In the continuing resolution debate, it was the RSC that called on Speaker John Boehner (R-Ohio) to push for deeper cuts and the inclusion of policy riders, positions Boehner took.
In an interview, Jordan said his lobbying efforts helped Republicans win a better deal and force Senate Democrats to agree to bigger cuts.
“I’d like to think RSC had a big impact in initially moving the number in this CR debate,” he said. He pointed out that the committee called on Boehner to seek more than the $32 billion in cuts he first proposed.
“We all went to work in the Conference, and to the leadership’s credit, they liked it, they supported it, and we’ll go to x-plus in savings for the taxpayers,” Jordan said. “I think we had an impact.”
Jordan, a two-time NCAA wrestling champion and former state legislator, has an understated style that reflects his Midwestern roots. Elected in 2006, he came to Congress in the same class as Majority Whip Kevin McCarthy (R-Calif.) and enjoys a good working relationship with Boehner, a fellow Ohioan. While Jordan said the RSC “tries to be as helpful as possible” within the larger GOP Conference, he makes no apologies for its ultimate goal.
“We have a mission and a task, and it’s again to help make policy as conservative as possible. And that’s what we try to do every single day,” he said.
The measure of Jordan’s influence can be seen in votes on the short-term CR over the past five weeks, especially when compared to that of high-profile firebrand Rep. Michele Bachmann (R-Minn.). Jordan voted for the first short-term CR, but Bachmann opposed it along with five other Republicans. After Jordan announced he would vote against the second short-term CR last month, a total of 54 Republicans joined him in casting “no” votes.
Several RSC members said Jordan has taken the right approach to leading the group with Republicans in their newfound majority.

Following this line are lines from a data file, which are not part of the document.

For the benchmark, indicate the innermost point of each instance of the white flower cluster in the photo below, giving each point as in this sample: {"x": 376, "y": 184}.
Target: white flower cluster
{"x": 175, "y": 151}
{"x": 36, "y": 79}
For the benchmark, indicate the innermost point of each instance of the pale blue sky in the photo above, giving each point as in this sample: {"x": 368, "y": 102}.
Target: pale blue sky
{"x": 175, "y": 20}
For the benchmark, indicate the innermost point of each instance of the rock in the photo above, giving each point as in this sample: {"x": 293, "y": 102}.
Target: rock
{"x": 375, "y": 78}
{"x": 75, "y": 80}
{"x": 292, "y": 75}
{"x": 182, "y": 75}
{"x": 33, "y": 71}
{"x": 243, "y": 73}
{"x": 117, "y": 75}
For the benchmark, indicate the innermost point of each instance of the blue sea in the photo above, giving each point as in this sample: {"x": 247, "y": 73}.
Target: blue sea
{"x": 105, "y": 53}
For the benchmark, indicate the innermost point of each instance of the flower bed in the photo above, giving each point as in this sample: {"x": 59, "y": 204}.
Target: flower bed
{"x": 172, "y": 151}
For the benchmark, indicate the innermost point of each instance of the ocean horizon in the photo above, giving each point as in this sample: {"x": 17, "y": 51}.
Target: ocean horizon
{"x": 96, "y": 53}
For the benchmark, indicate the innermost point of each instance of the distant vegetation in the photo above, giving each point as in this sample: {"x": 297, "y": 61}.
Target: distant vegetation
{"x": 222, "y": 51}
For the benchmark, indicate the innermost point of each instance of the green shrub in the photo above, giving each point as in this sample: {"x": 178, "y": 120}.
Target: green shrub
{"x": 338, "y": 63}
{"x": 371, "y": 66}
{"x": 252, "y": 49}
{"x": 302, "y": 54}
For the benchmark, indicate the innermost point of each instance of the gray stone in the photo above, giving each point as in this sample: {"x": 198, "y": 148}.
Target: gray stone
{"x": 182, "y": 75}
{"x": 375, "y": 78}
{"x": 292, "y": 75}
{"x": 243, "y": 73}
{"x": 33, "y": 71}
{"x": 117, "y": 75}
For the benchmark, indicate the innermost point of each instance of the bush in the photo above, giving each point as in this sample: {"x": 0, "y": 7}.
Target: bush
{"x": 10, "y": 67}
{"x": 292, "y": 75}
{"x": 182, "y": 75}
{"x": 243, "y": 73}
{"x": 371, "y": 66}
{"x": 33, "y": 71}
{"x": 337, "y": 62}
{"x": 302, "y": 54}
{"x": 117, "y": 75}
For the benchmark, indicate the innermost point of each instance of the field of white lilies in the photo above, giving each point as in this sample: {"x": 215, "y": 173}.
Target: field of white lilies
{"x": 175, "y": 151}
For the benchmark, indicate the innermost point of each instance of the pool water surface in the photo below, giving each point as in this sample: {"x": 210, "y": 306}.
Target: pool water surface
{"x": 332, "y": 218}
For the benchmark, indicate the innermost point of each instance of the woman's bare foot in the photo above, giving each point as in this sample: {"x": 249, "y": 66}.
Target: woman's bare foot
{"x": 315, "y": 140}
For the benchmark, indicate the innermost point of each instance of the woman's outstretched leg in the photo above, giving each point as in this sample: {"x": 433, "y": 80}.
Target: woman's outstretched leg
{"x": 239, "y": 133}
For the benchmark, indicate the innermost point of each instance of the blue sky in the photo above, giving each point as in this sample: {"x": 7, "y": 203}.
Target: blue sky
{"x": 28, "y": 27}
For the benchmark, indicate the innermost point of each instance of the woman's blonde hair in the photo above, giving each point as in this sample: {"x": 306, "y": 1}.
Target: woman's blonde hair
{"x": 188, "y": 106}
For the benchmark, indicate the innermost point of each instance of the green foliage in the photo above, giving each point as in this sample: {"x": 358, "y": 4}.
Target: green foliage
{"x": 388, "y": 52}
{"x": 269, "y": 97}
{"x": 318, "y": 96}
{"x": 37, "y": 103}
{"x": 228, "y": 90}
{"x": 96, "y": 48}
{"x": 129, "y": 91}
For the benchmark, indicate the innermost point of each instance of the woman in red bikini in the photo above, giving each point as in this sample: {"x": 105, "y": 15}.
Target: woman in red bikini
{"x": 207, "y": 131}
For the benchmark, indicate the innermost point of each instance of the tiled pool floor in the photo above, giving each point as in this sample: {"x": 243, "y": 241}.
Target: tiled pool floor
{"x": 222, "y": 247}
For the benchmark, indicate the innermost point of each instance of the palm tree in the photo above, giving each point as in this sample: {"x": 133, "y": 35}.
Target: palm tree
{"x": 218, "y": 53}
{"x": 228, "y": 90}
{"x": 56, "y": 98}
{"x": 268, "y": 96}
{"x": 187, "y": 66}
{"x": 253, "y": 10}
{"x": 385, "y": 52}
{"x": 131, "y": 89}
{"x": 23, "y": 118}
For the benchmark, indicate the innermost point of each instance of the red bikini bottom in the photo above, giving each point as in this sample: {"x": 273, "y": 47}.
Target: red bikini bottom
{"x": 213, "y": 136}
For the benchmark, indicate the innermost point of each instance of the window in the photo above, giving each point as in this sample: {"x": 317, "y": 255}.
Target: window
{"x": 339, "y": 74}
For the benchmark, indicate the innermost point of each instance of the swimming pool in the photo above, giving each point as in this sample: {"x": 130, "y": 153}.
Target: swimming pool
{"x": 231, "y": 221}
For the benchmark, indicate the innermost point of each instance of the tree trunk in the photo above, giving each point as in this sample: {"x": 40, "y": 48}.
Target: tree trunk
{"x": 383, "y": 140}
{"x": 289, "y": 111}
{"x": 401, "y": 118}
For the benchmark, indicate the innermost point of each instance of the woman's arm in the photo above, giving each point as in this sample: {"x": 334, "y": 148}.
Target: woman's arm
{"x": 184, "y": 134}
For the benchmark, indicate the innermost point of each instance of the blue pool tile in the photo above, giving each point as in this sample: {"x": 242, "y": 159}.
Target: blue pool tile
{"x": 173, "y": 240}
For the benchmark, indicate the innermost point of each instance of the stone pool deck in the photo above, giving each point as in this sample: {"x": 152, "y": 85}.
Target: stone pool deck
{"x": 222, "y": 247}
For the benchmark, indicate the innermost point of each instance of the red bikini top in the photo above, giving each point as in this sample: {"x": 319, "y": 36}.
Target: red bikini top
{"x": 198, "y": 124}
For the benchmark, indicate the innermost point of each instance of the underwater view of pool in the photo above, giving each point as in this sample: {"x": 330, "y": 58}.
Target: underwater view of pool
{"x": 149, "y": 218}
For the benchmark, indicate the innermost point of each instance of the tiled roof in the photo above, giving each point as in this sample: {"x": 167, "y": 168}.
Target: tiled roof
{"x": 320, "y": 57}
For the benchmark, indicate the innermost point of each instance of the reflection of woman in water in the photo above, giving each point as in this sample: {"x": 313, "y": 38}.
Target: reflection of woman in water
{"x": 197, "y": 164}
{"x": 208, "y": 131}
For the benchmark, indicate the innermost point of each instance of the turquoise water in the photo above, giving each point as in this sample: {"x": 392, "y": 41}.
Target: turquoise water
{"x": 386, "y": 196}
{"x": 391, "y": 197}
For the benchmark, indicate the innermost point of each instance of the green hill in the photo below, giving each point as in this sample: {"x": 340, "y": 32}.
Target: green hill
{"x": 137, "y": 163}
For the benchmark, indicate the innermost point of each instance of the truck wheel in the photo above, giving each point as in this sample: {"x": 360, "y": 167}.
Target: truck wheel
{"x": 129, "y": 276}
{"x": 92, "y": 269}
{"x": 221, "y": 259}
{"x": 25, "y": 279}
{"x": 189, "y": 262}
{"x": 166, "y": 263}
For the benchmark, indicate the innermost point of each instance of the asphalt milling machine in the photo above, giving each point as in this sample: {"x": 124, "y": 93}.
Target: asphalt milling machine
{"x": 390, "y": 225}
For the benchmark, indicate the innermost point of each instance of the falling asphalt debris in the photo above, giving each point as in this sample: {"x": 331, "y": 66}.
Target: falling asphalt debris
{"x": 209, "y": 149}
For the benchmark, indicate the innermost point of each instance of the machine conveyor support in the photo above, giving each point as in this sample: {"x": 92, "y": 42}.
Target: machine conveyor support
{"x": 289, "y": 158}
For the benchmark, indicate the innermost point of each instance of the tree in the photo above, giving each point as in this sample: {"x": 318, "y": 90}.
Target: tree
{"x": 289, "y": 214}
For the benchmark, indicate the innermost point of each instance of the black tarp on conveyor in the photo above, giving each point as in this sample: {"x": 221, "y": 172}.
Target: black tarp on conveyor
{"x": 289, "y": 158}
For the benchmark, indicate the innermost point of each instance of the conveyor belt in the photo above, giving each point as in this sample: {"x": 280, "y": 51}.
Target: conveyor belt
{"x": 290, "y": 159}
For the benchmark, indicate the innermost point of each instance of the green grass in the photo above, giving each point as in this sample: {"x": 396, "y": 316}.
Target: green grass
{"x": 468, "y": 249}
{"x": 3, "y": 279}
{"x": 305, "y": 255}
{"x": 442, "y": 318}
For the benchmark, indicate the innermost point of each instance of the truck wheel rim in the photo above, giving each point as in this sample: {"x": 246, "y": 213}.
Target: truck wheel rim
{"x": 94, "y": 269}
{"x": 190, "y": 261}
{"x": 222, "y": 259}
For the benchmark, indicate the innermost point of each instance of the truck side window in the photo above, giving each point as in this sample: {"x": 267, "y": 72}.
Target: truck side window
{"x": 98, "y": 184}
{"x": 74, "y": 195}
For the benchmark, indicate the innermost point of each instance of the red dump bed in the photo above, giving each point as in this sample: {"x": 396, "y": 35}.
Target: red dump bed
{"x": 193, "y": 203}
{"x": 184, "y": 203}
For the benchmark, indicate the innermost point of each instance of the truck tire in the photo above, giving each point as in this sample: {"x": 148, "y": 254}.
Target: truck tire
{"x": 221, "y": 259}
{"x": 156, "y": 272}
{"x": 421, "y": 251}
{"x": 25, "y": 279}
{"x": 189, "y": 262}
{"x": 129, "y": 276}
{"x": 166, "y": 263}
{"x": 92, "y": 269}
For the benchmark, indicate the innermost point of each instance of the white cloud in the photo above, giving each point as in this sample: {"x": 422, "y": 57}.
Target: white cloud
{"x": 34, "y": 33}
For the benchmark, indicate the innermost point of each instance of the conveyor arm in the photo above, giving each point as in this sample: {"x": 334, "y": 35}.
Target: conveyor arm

“I think he’s taking the right tone and tenor in the debate,” Rep. Jason Chaffetz (R-Utah) said. “He’s passionate about fiscal issues. He is also deeply concerned about some of the social conservative issues. His heart is in the right place.”
The RSC’s membership hovers around 175, or nearly two-thirds of the GOP Conference. The group was founded in the 1970s as a place where “like-minded conservatives can coordinate their activities and stand on the basis of principle,” according to its website.
Rep. John Campbell said the RSC’s role in the Conference has changed because of its size.
“I do think the fact that [the group] is larger makes the RSC somewhat more influential,” the California Republican said. “The objective of the RSC then and, I think, now is to move the leadership to the right.”
Campbell noted that the coalition’s success in pushing the Conference to the right is also because there are RSC members in leadership, including Majority Leader Eric Cantor (Va.) and Policy Committee Chairman Tom Price (Ga.), a former RSC chairman.
“I don’t think anybody has ever accused Eric Cantor of being squishy on many things,” Campbell said.
The CR is not the only legislative fight the RSC has weighed in on this year; Members thwarted consideration of legislation to extend expiring Trade Adjustment Assistance programs in February. Just last week, Jordan and Rep. Scott Garrett (N.J.) introduced an RSC budget proposal that reaches further than Budget Chairman Paul Ryan’s (R-Wis.) draft, which was also unveiled last week.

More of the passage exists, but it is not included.